If the system of equations
$$x + y + az = b$$
$$2x + 5y + 2z = 6$$
$$x + 2y + 3z = 3$$
has infinitely many solutions, then $$2a + 3b$$ is equal to

We are given that

The system of equations is:

$$x + y + az = b \quad \cdots (1)$$

$$2x + 5y + 2z = 6 \quad \cdots (2)$$

$$x + 2y + 3z = 3 \quad \cdots (3)$$

The system has infinitely many solutions, and we need to find $$2a + 3b$$.

To begin,

For a system of linear equations to have infinitely many solutions, the determinant of the coefficient matrix must be zero. The coefficient matrix is:

$$D = \begin{vmatrix} 1 & 1 & a \\ 2 & 5 & 2 \\ 1 & 2 & 3 \end{vmatrix}$$

Expanding along the first row:

$$D = 1(5 \times 3 - 2 \times 2) - 1(2 \times 3 - 2 \times 1) + a(2 \times 2 - 5 \times 1)$$

$$= 1(15 - 4) - 1(6 - 2) + a(4 - 5) = 11 - 4 - a = 7 - a$$

Setting $$D = 0$$: $$a = 7$$.

Next,

For infinitely many solutions, all augmented determinants must also be zero.
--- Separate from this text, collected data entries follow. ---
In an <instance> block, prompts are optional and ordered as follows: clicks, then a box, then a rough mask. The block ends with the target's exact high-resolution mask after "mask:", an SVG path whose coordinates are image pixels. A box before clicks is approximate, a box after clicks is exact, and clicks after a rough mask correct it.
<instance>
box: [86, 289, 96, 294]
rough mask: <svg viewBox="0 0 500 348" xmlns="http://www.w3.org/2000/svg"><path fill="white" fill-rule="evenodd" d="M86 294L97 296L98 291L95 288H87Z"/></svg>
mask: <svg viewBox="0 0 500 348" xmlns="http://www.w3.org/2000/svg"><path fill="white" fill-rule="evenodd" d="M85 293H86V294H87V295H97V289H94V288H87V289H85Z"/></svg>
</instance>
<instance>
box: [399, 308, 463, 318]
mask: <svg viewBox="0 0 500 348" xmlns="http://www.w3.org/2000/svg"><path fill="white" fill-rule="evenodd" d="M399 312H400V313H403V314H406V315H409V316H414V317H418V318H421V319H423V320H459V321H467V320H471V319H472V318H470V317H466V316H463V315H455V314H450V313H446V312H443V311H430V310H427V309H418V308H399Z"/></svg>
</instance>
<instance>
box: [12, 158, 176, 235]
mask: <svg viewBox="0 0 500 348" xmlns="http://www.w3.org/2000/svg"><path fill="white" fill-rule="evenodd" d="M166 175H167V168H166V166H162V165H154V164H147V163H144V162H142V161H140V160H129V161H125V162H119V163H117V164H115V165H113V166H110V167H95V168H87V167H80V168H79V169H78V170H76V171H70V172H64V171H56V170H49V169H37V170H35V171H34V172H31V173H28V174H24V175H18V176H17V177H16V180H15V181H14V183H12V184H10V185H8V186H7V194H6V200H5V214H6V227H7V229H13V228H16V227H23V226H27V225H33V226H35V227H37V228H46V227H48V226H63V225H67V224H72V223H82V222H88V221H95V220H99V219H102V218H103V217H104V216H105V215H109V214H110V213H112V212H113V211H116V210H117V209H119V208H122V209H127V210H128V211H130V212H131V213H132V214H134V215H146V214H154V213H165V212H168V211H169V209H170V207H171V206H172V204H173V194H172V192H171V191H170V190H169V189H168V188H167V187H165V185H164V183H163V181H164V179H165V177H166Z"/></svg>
Replace the third column (the z-coefficient column) with the constants column:

$$D_3 = \begin{vmatrix} 1 & 1 & b \\ 2 & 5 & 6 \\ 1 & 2 & 3 \end{vmatrix} = 1(15 - 12) - 1(6 - 6) + b(4 - 5) = 3 - 0 - b = 3 - b$$

Setting $$D_3 = 0$$: $$b = 3$$.

From here,

Replace the first column with the constants:

$$D_1 = \begin{vmatrix} 3 & 1 & 7 \\ 6 & 5 & 2 \\ 3 & 2 & 3 \end{vmatrix} = 3(15 - 4) - 1(18 - 6) + 7(12 - 15) = 33 - 12 - 21 = 0 \; \checkmark$$

Continuing,

$$2a + 3b = 2(7) + 3(3) = 14 + 9 = 23$$

The correct answer is Option (3): 23.